Confesso
que sempre o achei bonito. Doce e saboroso também. Mas não a ponto de
preferi-lo a outros integrantes da fruteira: manga, abacaxi, abacate,
tangerina, laranja. Desde minha infância lembro-me dele à mesa, meus pais
fazendo-lhe elogios, enaltecendo suas virtudes. Acho que fiquei com a ideia de
que ele era mais para o gosto dos adultos que das crianças. Às vezes o tinha
nas mãos, sem muita alegria ou convicção, mordia-o, achava bom – bom? – bem, sem
muita exaltação. Parecia meio sem graça, o sabor muito aquém da cor, mais para
se ver do que para se comer. Sem falar na viscosidade esquisita, os dedos
lambuzados de mais para um prazer de menos.
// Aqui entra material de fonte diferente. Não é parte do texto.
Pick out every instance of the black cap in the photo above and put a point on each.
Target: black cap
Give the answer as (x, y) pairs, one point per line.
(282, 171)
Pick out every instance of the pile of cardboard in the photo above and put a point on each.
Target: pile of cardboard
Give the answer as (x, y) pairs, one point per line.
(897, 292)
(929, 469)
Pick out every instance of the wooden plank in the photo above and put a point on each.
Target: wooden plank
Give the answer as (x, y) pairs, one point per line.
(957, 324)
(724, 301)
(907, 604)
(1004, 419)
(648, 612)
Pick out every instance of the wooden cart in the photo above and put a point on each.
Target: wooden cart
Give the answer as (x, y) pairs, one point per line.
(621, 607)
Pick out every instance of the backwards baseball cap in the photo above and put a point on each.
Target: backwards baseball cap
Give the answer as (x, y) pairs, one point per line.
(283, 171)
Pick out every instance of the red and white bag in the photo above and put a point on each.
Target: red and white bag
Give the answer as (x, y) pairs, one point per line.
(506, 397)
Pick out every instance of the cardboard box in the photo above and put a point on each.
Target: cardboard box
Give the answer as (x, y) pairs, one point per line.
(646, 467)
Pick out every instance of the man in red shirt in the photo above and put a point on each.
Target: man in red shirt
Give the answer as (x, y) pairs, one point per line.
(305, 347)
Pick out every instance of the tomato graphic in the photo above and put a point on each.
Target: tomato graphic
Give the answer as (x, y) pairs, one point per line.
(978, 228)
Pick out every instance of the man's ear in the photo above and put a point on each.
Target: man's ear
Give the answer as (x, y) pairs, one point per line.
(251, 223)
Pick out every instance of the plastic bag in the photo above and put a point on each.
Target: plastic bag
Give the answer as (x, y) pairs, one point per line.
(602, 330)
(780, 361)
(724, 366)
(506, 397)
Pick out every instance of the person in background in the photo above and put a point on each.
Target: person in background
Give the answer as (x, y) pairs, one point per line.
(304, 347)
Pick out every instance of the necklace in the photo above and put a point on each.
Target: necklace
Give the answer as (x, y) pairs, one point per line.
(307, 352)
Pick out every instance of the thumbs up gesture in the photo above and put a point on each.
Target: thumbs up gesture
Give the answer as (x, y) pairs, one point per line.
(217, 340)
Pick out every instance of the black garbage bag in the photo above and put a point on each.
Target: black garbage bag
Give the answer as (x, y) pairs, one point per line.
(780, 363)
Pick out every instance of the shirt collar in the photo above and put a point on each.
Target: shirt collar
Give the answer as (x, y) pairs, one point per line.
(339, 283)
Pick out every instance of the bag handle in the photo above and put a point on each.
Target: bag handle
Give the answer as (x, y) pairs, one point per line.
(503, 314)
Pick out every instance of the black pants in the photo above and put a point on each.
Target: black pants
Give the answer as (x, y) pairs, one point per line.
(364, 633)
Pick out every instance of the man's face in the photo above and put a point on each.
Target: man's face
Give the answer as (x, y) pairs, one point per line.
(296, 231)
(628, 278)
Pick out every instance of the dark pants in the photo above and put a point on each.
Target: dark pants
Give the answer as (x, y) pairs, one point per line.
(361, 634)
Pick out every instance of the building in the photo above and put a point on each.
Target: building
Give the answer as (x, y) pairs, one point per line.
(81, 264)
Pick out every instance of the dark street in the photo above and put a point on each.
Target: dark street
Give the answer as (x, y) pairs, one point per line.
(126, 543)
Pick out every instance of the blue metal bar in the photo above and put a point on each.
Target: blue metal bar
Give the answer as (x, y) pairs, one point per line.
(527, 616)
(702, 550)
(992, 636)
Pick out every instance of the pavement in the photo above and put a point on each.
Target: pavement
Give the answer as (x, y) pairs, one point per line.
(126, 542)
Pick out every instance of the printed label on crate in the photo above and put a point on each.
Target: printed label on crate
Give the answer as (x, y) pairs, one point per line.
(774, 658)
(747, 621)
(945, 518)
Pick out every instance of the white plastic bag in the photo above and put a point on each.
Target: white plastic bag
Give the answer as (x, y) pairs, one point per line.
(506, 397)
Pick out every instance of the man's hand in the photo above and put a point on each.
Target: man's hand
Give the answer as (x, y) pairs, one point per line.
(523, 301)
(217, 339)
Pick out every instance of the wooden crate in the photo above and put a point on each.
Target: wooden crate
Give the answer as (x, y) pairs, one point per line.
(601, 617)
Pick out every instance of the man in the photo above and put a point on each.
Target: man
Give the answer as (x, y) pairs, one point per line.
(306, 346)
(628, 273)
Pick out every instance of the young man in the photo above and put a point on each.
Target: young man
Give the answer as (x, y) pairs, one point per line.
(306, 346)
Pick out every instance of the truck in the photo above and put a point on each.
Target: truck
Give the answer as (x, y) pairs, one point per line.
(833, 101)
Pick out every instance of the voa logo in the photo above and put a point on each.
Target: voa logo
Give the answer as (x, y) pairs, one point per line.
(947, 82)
Anos a fio o desdenhei, fiz pouco
caso dele, o preteri, sem muita consciência de fazê-lo. Simplesmente vivi com
ele deixando-o para lá: o conheci desconhecendo-o, o avistei sem vê-lo, o
provei sem descobri-lo. E mais do que isso: sem saber o que eu estava perdendo.
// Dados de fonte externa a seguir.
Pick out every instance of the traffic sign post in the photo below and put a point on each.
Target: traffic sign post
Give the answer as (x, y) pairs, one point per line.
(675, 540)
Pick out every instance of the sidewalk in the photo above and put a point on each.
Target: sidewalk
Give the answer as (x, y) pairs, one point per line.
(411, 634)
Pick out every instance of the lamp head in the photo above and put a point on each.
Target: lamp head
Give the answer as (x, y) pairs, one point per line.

Tão frequentemente humano, não?
Mas
sempre é hora de despertar para a extraordinária novidade daquilo que pensamos
conhecer bem e que, na verdade, não conhecemos. Foi o que aconteceu comigo. A
cor, sempre a vibrar. Eu já deveria ter atinado: cores não vibram à toa. Macio
no toque, a pele muito fina, delicada como seda oriental. Amadurece rápido, tão
rápido, que de um dia para o outro, se abre no simples apertar de dedos e
desmancha-se na língua como um pudim. E que fineza de sabor! - sutil como flor.
Só poderia ter vindo do Oriente.
Seu
nome, que origem tem? Não sabia, soube hoje. Em Portugal, chamam-no de dióspiro
(diospyros), do grego dióspuron que significa "alimento de
Zeus". É a fruta que Ulisses comeu na Odisséia e que o fez esquecer tudo. Entre
nós, cá, aqui: caqui, do japonês kaki. Dióspiro ou caqui, é realmente
dos deuses. Não é à toa que levei tanto tempo para finalmente descobri-lo:
chegar ao paladar do Olimpo requer aprendizagem, longa maturação dos sentidos.
Seja
como for, agora é (minh)a hora e (minh)a vez do caqui, não tenho mais um segundo
sequer de sabor a perder: A vida é feita para a gente se lambuzar: a
viscosidade do caqui é promessa. Bora fazer uma kakipirinha?